Slightly spicy corn salsa
Makes about 2 cups
2 cups canned corn
1/2 red bell pepper, stemmed, seeded and diced
1 tablespoon chopped cilantro or parsley leaves
1/4 to 1 teaspoon finely chopped jalapeno peppers
salt and pepper to taste
1 teaspoon ground cumin
Combine all ingredients. Cover and set aside for at least 20 minutes. Refrigerate if held for longer.
Black bean dip
Makes about 2 cups
1 15-ounce can black beans, drained
1 clove garlic, minced
juice of a half lemon
1 tablespoons olive oil
salt and hot pepper sauce to taste
Mash the beans with a fork. Mix in the garlic, lemon juice, olive oil, salt and hot pepper sauce.
Cheese dip
Makes 1 1/3 cups
8 ounces American cheese, in small pieces
1/4 cup salsa (any variety)
In a small microwavable bowl combine cheese and salsa. Microwave at full power for 30 seconds. Stir and zap another 30 seconds or until fully melted. Stir and serve.
During the meal, if the cheese should start to solidify, zap it for another 15 seconds.
Guacamole
Makes about 1 1/2 cups
1 small clove garlic, minced
1 tablespoon finely chopped onion
1 large California avocado, peeled, pitted and cubed
juice of a half lemon
1 teaspoon wine vinegar
1/2 teaspoon finely chopped jalapeno pepper
salt to taste
In a food processor or blender combine all ingredients and process until finely chopped, but not completely smooth.

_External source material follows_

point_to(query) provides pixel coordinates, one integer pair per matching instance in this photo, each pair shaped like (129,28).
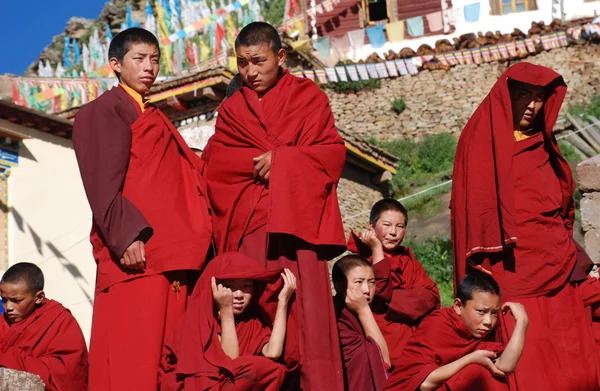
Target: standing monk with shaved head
(272,170)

If you are not going to use the dip right away, place the avocado pit in the middle of the sauce and store covered in the refrigerator.
Pick-up pasta
Makes 4 servings
2 dozen ravioli or 1 pound tortellini
2 cups jarred spaghetti sauce
Cook the pasta according to package directions. Drain and rinse in cold running water until cool enough to handle, but still warm.
Meanwhile heat the sauce in a small saucepan over medium-heat, or microwave in a microwave-safe bowl for 2 to 3 minutes at full power.
Serve a small bowl of sauce to each diner for dipping.
Sushi rice
Makes 8 cups (enough for 8 rolls of sushi)
3 1/2 cups short grain sushi rice (available in Asian groceries)
4 cups water
1/2 cup rice vinegar
5 tablespoons sugar
1 tablespoon salt
In a heavy saucepan mix the rice with the water. Cover the pan and bring to a boil over moderate heat. Boil for 2 minutes. Lower the heat to very low and allow the rice to simmer gently for 15 minutes, until all the water is absorbed. Remove the pan from the heat. Remove lid, place a towel over the pan and allow to rest for 5 to 10 minutes.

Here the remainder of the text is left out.